Atacan Öztürk

Personal information
- Date of birth: 18 January 1982 (age 44)
- Place of birth: Antalya, Turkey
- Height: 1.85 m (6 ft 1 in)
- Position: Goalkeeper

Team information
- Current team: Erzurumspor (GK coach)

Youth career
- 1995–1998: Antalya Özel İdarespor
- 1999–2000: Antalyaspor

Senior career*
- Years: Team / Apps / (Gls)
- 2000–2003: Antalyaspor / 3 / (0)
- 2003–2007: Elazığspor / 28 / (0)
- 2007–2012: Boluspor / 104 / (0)
- 2012–2013: Şanlıurfaspor / 32 / (0)
- 2013–2014: Boluspor / 35 / (0)
- 2014–2015: Alanyaspor / 0 / (0)
- 2015–2016: Sarıyer / 17 / (0)
- 2016: Göztepe / 5 / (0)
- 2016–2017: Tokatspor / 31 / (0)
- 2017–2018: Silivrispor / 2 / (0)

Managerial career
- 2019: BB Erzurumspor (GK coach)
- 2019–2020: Diyarbakırspor (GK coach)
- 2021–2022: Nazilli Belediyespor (GK coach)
- 2022–: Erzurumspor (GK coach)

= Atacan Öztürk =

Turkish footballer

Atacan Öztürk (born 18 January 1982) is a Turkish professional football coach and a former player. He is the goalkeeping coach for Erzurumspor.

==Career==
His debut in Turkcell Super League May 26, 2001 match against İstanbulspor. But never pick Antalya's first choice goalkeeper for two years. After waiting two years, he moved another Super League team Elazığspor in 2003. He served as third goalie behind Miroslav König and Orkun Uşak. Same year Elazığspor was relegated and some players left their clubs including goalkeeper Miroslav König.

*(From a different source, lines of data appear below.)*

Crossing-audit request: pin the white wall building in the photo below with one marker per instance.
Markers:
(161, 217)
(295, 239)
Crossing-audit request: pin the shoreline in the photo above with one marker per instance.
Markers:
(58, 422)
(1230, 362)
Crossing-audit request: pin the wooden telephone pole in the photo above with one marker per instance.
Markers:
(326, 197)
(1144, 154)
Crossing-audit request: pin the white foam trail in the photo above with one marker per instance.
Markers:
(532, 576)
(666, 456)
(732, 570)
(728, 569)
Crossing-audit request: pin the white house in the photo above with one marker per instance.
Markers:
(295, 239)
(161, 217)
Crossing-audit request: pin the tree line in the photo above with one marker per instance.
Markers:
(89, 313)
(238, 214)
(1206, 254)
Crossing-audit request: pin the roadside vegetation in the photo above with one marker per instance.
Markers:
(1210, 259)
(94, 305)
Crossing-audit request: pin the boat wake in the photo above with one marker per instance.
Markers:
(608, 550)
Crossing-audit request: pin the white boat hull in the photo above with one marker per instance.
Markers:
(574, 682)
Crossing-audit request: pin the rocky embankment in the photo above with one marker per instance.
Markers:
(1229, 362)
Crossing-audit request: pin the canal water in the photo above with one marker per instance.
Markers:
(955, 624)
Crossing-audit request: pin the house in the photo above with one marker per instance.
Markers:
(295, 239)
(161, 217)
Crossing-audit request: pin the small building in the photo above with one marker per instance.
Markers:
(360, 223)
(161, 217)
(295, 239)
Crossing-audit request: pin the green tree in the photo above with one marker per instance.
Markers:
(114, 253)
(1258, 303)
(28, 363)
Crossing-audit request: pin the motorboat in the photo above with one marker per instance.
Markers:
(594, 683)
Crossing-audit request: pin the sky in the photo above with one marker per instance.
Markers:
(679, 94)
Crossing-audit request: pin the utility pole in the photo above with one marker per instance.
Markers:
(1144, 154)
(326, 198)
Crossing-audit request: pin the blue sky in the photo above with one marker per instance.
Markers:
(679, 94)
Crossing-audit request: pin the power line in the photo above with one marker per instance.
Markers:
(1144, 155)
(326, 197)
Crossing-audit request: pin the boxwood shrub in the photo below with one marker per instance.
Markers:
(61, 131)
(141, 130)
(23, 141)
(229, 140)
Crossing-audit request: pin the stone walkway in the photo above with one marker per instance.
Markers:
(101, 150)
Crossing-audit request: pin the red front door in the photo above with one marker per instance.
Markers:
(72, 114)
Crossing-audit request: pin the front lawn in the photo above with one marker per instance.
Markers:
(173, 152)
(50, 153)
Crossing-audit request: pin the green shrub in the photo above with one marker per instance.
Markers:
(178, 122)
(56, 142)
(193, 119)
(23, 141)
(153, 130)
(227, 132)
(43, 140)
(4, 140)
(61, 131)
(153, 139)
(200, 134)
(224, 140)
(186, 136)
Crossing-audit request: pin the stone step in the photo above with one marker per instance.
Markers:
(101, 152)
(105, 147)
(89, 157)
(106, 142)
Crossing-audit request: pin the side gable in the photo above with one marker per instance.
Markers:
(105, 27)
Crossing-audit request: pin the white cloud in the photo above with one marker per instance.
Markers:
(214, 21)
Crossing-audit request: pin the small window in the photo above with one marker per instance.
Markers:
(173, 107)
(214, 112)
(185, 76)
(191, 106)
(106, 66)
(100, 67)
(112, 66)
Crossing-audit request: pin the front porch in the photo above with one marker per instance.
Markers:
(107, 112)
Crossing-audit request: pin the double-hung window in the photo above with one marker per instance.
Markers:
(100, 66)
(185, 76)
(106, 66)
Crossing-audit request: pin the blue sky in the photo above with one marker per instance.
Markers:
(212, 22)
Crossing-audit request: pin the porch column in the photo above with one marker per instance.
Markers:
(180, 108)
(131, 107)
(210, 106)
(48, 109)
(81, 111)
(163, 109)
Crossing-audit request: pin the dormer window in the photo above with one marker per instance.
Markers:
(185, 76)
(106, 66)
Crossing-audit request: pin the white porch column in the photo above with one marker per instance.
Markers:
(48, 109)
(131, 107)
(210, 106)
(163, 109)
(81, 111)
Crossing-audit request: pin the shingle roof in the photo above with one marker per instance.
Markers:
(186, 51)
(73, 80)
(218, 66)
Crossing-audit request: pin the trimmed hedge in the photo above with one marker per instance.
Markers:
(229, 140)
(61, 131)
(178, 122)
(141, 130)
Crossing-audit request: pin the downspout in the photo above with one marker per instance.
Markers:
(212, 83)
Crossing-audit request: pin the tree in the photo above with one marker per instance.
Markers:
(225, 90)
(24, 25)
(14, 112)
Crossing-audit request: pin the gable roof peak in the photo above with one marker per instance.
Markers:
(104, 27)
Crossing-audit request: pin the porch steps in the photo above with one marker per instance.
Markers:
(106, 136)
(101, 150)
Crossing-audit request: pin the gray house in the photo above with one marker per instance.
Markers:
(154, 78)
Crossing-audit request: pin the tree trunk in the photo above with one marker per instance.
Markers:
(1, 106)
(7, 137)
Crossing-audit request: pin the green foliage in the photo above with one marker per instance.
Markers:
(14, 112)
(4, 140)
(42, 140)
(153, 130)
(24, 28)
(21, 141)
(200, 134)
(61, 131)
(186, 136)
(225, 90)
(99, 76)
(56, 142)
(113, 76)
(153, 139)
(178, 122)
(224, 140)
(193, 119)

When Miroslav König left the team Oğuzhan Bahadır was signed as the new first-choice goalkeeper. Atacan faced stiff competition against Oğuzhan. He made only 5 appearances that season. At the end of 2005-2006 season, Elazığspor announced that they would not prolong the contract with Oğuzhan and therefore Atacan was to become the team's first-choice goalkeeper. In August 2007 Atacan signed a contract with Boluspor.
Atacan Öztürk has represented Turkey 43 times at various age levels including Under-16s, Under-17s, Under-18s, Under-19s and Under-21s.